Sunday began like the last six days: wake up early in a strange place
before the alarm goes off, shower, dress, pack, and drive away. Every
innkeeper along my way has commented on how early I rise. Maybe they
are right. Somehow, though, sleeping on a vacation like this just does
not feel right. Each day needs to be attacked early, or it will be
lost. That is not to say that this week has been hectic — quite the
opposite, in fact. This has been my most relaxing week in years and my
first week without the Internet in over a decade. I have never before
had the time to dangle my feet over the edge of a cliff for an hour, sitting
and pondering. I did that twice this week. The long drives are
relaxing in a different way. With the scenery continuously changing
and the road demanding unwavering attention and no annoyance in the
passenger seat to intrude on my thoughts, I got a big dose of what I wanted
this week. The flawless weather was gravy.
As I mentioned in yesterday's entry,
Cinnabar Sam's transformed from a nightspot to a breakfast dive
overnight. (Literally!) The breakfast was passable except for
the sausage, which would almost justify the 80-mile detour from the coast by
itself. Spicy but not hot: a true rarity.
The route 1 coastal scenic route is poorly laid out where it leaves 101
from the north. Three (or maybe four, I am not certain) roads cross at
the same intersection point, and none of them is well signed. Then,
route 1 has no route marker for nearly 50 miles. For all that time, I
was not completely certain I had taken the right road. Uncommon sense
and brief glances at the sun's position kept me from turning around,
although I did fear for the first hour that I was wasting my time.
Snaking through the mountain forest to reach the coast, however, is worth
this aggravation. Then, the road reaches daylight, emerging from the
forest on top of a cliff overlooking the Pacific Ocean. The effect is
similar to the top of the access road on Mount Mazama, although I would
trade the former to see the latter in a heartbeat.
The breathtaking and aggravating aspects of route 1 nearly cancel out one
another. The views of the coast are as inspiring as those in Oregon,
described earlier. Meanwhile,
route 1 is narrower and more dangerous than any other road I have traveled
this week; and cars, trucks, and campers understandably choose to drive at
low speeds. Unfortunately, this causes small backups behind the
slowest moving vehicle. With no opportunity to pass, these short lines
persist for tens of miles. The state provides frequent turnout lanes
and posts signs exhorting slower drivers to allow others to pass, but nobody
heeds these. I spent over an hour tailgating a station wagon busting
at the seems with camping gear for a family of three, passing no fewer than
nine turnout lanes. Guess how many this asshole used.

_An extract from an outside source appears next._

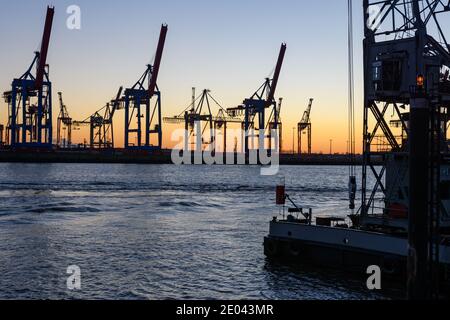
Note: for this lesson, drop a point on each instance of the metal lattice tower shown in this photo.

I encountered more fog at Mount Tamalpais, the highest peak in the bay
area. While not as thick as that which I encountered in southern
Oregon, it was equally luminescent under the afternoon sun. The fog
grew thickest at the Golden Gate Bridge. Unlike the
first time I crossed it, I could see nothing this
time. The fog was so thick that I could scarcely see the opposite
curb, and the pylons disappeared completely overhead. I stuck my
camera out the window and snapped a picture of the pylons, but I have no
idea how it will come out.
After landing on the near side of the bridge, all I could think of was
home. I had been away for a week, having experiences I could not have
imagined before. By this time I was tired and hungry; it was 8pm, and
I had not eaten a morsel since lunch. Traffic between the Presidio and
SFO, although light at this hour, could not go fast enough. After my
parents picked me up at the rental car drop-off point at SFO, I fear I bored
them with stories of Bigfoot, the coast, Crater Lake, and other wonders.
Perhaps you, dear reader, grew bored of my travelogue long before this
point. If so, you will not hear me thank you for reading.
Otherwise, Godspeed and happy driving.